El poder está abocado a convertirse, a causa del despilfarro y la corrupción inherentes a semejante administración ciclópea, «en la parte visible de la infamia de los que lo detentan», como dice Roland Topor.

Los gobernantes y los afortunados no soportan la cochambrización del monopolio estatal de «solidaridad»: no toleran permanecer en un hospital «público» en cama inmunda, con orinal sin vaciar en pasillo destartalado. Tampoco aguantan con sonda plantado en el meato a que les llegue su turno, tras cola de doce meses, para operarse de próstata. Prefieren hacerlo en clínicas privadas… y extranjeras. El cotizante del monopolio de «solidaridad» obligatoria, sin franquicia ministerial ni faltriquera colmada de escudos, siente su miseria como un parásito del espíritu que va trazando círculos cada vez más reducidos y profundos en torno a la exasperación.
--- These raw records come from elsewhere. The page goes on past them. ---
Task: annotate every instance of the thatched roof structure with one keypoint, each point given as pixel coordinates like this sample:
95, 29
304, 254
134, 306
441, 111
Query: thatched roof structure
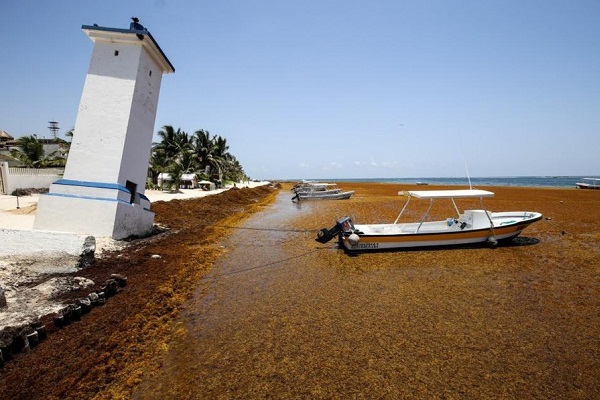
4, 136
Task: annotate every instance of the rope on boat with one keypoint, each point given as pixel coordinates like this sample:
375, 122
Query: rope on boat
266, 265
261, 229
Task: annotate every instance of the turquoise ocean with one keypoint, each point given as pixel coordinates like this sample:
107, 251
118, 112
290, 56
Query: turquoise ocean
525, 181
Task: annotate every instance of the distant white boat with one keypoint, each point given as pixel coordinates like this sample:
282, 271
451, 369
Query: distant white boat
319, 191
588, 183
471, 226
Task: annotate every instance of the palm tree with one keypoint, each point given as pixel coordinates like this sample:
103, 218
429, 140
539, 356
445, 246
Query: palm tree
159, 163
31, 153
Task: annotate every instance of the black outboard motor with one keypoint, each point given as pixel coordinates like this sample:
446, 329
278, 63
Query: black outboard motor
342, 225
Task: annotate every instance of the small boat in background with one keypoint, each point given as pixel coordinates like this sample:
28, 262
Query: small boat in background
588, 183
471, 226
319, 191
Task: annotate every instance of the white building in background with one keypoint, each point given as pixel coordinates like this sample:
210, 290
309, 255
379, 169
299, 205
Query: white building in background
102, 191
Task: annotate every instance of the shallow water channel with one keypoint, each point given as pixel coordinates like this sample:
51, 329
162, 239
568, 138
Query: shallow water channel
282, 316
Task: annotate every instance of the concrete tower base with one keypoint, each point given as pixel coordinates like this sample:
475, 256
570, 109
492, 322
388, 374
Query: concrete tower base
103, 210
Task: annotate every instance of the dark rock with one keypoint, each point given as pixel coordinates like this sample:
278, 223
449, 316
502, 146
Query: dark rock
86, 258
121, 279
2, 297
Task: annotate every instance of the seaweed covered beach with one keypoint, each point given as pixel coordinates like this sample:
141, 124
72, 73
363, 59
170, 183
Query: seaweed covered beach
243, 303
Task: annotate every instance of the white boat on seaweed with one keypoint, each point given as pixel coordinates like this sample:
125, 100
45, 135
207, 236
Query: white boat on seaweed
588, 183
319, 191
469, 227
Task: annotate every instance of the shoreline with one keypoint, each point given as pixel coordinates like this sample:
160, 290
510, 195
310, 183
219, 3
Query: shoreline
517, 321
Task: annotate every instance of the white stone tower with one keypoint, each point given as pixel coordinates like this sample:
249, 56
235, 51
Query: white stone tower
102, 191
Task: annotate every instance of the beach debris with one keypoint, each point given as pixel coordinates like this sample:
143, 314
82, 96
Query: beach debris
86, 258
2, 297
26, 336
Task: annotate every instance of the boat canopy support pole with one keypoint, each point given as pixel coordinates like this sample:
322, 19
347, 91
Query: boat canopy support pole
455, 207
402, 212
488, 215
425, 216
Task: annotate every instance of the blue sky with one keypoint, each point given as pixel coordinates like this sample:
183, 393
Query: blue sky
339, 89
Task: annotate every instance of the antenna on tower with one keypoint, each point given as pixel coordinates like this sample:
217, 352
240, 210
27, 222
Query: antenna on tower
53, 129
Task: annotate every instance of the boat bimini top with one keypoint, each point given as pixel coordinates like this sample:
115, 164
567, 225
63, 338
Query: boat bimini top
447, 194
443, 194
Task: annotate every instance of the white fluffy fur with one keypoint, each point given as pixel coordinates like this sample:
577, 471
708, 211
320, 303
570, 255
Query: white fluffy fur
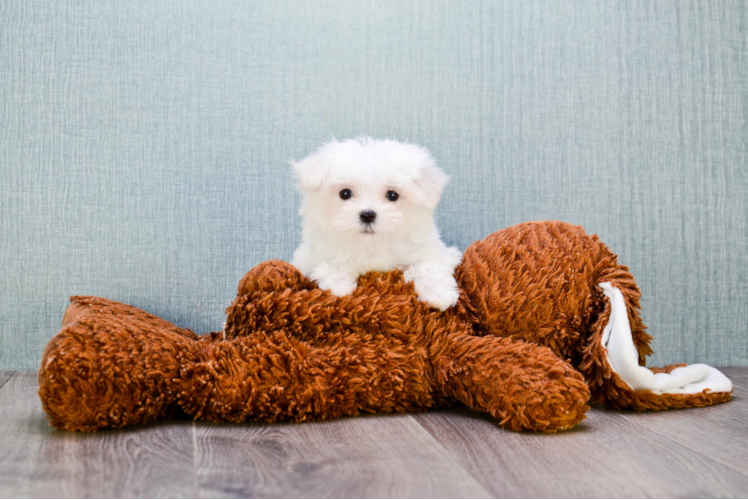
337, 247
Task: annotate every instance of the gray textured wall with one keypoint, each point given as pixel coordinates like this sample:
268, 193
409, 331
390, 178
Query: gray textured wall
143, 145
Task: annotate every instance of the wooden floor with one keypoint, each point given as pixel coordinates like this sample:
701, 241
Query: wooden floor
450, 453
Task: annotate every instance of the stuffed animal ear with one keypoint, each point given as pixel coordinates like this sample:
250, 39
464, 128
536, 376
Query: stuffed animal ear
430, 182
312, 171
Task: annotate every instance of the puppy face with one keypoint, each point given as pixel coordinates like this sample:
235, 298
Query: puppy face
369, 189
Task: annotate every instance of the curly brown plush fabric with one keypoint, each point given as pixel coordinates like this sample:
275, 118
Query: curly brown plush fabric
530, 311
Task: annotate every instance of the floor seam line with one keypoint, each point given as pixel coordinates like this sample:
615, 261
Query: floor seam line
452, 457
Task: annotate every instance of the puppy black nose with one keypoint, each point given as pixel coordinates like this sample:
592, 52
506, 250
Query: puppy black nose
368, 216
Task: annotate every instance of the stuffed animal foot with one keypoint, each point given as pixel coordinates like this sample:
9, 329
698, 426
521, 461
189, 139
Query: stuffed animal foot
623, 358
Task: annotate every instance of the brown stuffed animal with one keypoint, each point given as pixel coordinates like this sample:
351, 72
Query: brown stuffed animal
525, 343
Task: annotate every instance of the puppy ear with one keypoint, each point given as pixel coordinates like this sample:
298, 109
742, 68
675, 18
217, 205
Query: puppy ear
430, 182
311, 172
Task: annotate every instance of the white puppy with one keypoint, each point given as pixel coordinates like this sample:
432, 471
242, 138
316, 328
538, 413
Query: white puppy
369, 206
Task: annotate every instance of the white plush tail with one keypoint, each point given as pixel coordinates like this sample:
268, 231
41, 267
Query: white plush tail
623, 358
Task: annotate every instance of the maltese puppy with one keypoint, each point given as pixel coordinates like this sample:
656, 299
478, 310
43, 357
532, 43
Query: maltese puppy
369, 206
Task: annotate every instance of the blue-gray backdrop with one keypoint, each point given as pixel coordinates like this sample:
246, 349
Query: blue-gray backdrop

Por menos motivos los parisienses asaltaron la Bastilla.

La mecánica cuántica, las matemáticas fractales, el principio de indeterminación, la teoría de catástrofes, la microbiología, la astrofísica, la gran unificación, la teoría del caos nos muestran, según los investigadores de hoy, que muchos de los «progresos» científicos van acompañados de regresiones. ¿Sólo sería inamovible el concepto arcaico de «solidaridad» preso en su yerro?

Antes de que todos «nos vayamos al garete», es decir, que el monopolio de la solidaridad nos ingurgite como la vaca de los «Vedas» se tragó al héroe, convendría organizar un debate nacional sobre la «desamortización» moderna del Estado: promover, urgentemente, una reflexión sobre tema tan candente realizada por ese corro de privilegiados que habiendo recibido el don de poder contemplar y describir la verdad y la belleza se han tornado auténticos y bellos.